Edit: Turns out I don’t use that language? LMK what you are referencing.

I don’t fully understand the second part of your comment, here’s my response given my interpretation, happy to adjust if I got it wrong.

Given the “88%” likelihood, the panel concedes that they will be wrong 12% of the time. The only real thing to measure is calibration, which is, how closely their accuracy (the % correct) is to their stated confidence (the % the believe they’ll be correct). If that’s what you’re saying: yes! There is nothing to measure on track record, because there isn’t one yet.

Going through this link will make this point of calibration very clear.

If they have never been wrong on 70% or more confidence, then that is an issue with underconfidence and would demand work towards recalibration. 70% should mean 30% failure.
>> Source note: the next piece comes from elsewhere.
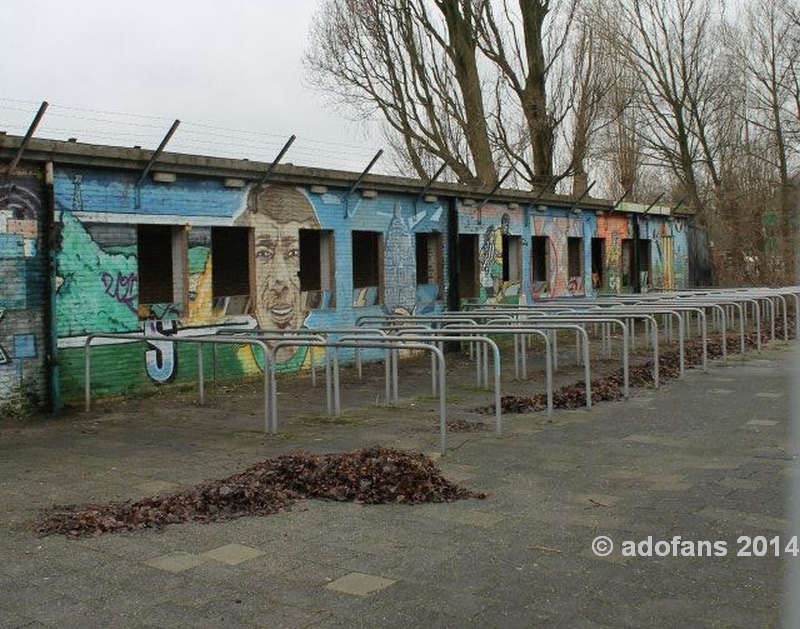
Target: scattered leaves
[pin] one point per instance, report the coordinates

So I think my viewpoint of your comment is that it confuses track records with calibration, sort of like the Anchorman joke of “60% of the time it works every time” but not entirely. In this case, if 70% certainty always turns out correct, there’s a larger problem(?).

That said — given enough telemetry to supply a model, yes, this stuff can be modeled automatically. However, there will always be a forecaster to adjust a complex model. Otherwise we wouldn’t have the field of operational meteorology, even data rich models of complex issues need to be adjusted routinely by a human.

This is overall a recent subject for me, so happy to be pointed towards other arguments and not really speaking with authority here.